Job_ID(auto increment PK|Job_posting_date| city|Already_applied_flag
------------------------------------------------------------------------
1                       |  1/1/2001   | Tezpur |

2                       |  1/1/2010   | Jakarta|   X(already applied) 
3                       |   1/1/2003  | Paris|

----Thousands of rows...

Every day, my java program picks 50 jobs from the Jobs table, applies to them and then , marks them as already applied so that it will not apply to the same jobs again.

The problem is, the table is not ordered according to the job_posting_date, but my program has to pick the LATEST jobs first. (of course, as we keep running it, it will start applying to OLD jobs )

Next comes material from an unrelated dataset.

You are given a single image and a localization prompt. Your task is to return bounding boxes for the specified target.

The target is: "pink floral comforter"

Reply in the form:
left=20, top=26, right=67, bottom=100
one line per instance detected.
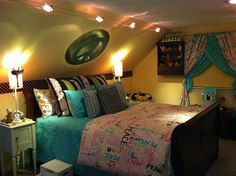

So my question is: How do I select 50 LATEST jobs every day? The solutions I am thinking of

1) SELECT a row for MAX( Job_posting_date )
      apply to the job. Mark it as applied
            Repeat 50 times
          ----Extremely inefficient
2) Select ALL the Rows:
        Order by  (Job_posting_date)
            Pick the top 50
3) Somehow reorder the database table ? ( JOB_ID is a foreign key in other tables, so changing it won't be easy)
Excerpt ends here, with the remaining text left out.